Neural Differential Equations for Learning to Program Neural Nets Through Continuous Learning Rules
This work provides a novel method for improving continuous-time neural networks in sequence processing, with potential applications in domains like time series analysis, though it appears incremental as it builds on existing Neural ODE and learning rule frameworks.
The paper tackles the problem of building continuous-time sequence processing networks that learn to manipulate short-term memory in rapidly changing synaptic connections, by combining learning rules with Neural ODEs. The result is that their novel models outperform existing Neural Controlled Differential Equation models on time series classification tasks and address scalability limitations.
Neural ordinary differential equations (ODEs) have attracted much attention as continuous-time counterparts of deep residual neural networks (NNs), and numerous extensions for recurrent NNs have been proposed. Since the 1980s, ODEs have also been used to derive theoretical results for NN learning rules, e.g., the famous connection between Oja's rule and principal component analysis. Such rules are typically expressed as additive iterative update processes which have straightforward ODE counterparts.
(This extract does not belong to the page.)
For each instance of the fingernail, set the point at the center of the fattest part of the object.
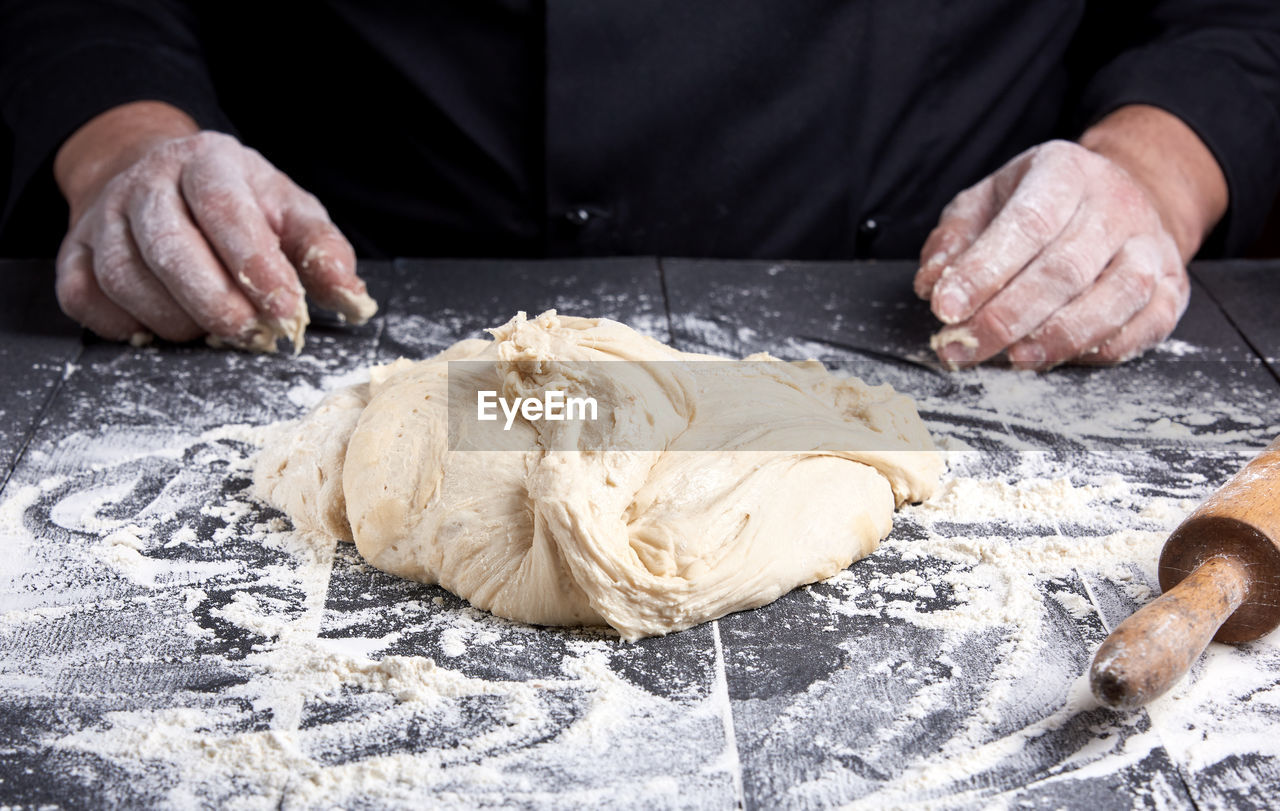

Here we introduce a novel combination of learning rules and Neural ODEs to build continuous-time sequence processing nets that learn to manipulate short-term memory in rapidly changing synaptic connections of other nets. This yields continuous-time counterparts of Fast Weight Programmers and linear Transformers. Our novel models outperform the best existing Neural Controlled Differential Equation based models on various time series classification tasks, while also addressing their fundamental scalability limitations. Our code is public.